Over the past few years, the Washington Redskins have gone through some offseasons of major free agent spending, which, according to reports, could make things difficult for that organization long-term. But is there an advantage to be gained by the way the Redskins are handling free agency, compared to the way it's handled in Green Bay?
"It's always a concern. The Cap is a saving grace because it is a self-regulator, but it may not self-regulate for three or four years, so you'll see excessive spending and it won't catch up to a team for three or four years. That's the delayed reaction of the Salary Cap.
"So, yes, it's a concern, because cash is king. Players' contracts are judged by the media, and sometimes other players, not by the contract itself but by the bonus. And the bonus is prorated over the course of the deal, so if a player is released, traded or retires, the amortized part of that accelerates immediately. So if you give a guy a $6 million bonus over six years, it counts $1 million a year against the Cap. But if you cut him after two years you accelerate $4 million to your Cap immediately.
"So there are tremendous ramifications if these deals don't work out. We've been lucky in that we've only had to deal with a few of those situations, but we've tried to avoid them as much as possible. And the truth of the matter is that we're still dealing with 'dead money' issues prior to our regime here. That's the delayed effect of the Cap."

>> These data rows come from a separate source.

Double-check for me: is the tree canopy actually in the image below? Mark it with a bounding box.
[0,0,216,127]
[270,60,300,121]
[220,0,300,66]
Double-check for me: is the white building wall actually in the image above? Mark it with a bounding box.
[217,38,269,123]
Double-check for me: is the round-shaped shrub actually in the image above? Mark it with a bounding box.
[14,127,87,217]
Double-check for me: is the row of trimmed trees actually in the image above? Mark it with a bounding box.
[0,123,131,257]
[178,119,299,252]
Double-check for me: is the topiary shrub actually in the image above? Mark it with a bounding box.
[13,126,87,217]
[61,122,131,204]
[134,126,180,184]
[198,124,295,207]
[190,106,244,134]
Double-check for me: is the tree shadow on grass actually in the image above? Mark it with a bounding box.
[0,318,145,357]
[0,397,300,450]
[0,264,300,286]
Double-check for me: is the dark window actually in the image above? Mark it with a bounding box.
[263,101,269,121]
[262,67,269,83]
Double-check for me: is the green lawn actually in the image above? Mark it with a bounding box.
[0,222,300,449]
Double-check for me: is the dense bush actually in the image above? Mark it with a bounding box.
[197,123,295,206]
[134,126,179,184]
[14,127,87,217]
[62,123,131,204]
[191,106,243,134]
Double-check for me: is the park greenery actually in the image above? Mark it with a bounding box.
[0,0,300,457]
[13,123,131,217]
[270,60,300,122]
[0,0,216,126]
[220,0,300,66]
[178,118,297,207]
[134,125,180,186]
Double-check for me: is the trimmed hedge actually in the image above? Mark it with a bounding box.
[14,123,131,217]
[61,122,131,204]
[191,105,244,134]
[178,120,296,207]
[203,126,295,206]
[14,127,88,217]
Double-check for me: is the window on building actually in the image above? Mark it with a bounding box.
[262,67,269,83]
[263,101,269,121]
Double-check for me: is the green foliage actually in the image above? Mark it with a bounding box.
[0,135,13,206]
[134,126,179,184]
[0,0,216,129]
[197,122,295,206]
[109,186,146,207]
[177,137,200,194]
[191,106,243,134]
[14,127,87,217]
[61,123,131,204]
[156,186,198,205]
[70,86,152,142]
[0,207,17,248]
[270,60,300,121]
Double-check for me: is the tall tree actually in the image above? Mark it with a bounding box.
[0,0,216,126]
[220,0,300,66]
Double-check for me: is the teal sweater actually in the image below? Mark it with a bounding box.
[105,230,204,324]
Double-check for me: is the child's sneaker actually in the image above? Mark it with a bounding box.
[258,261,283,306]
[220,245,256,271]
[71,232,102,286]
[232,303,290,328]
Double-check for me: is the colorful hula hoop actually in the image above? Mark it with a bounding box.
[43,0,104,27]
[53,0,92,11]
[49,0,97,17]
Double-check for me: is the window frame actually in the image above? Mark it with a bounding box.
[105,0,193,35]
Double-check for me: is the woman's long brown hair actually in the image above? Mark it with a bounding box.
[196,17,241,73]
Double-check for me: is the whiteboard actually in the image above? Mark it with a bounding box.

So how do you feel about the Packers coming out of this period of free agency?
"Statistics show that we are the only team in the NFL to be returning all of our starters. Obviously we're looking to upgrade at a couple of spots, but that is truly unique in this free agency period, and the accelerated dealing with Kabeer and Na'il last year helped that process, because absent our proactive nature, our list of marquee free agents wouldn't have just included Chad Clifton this offseason, but also Na'il Diggs, Kabeer Gbaja-Biamila, Mark Tauscher and Grady Jackson.
"We've managed to keep our team together and we're trying to shore up a couple of spots. We've started to do that and that will continue through the draft.
"I don't want to bring tension to myself in this interview, but there's a rumbling in the distance for next year's free agent class that includes several starters. So even though this year we've only had to deal with re-signing one marquee free agent, next year it will balance out as we have to determine what we want to do about several starters. That's always in the back of my mind as well."
So considering that renegotiations prior to free agency have served the Packers so well in the past, how soon will you begin that process?
"It certainly won't start until the summer at the earliest because we have to get through this free agency period and the draft and see where we are. We have potential plans if we don't retain one or a few of those guys, but the key to renegotiating one or more of those contracts before the end of the 2004 season is Cap room, and to determine that we have to do some prioritizing.
"So once we get past this whole period in the summer, we start prioritizing next year's group. I'll actually start closing the book on 2004 by August and then I'm looking at 2005 and the whole process starts over again."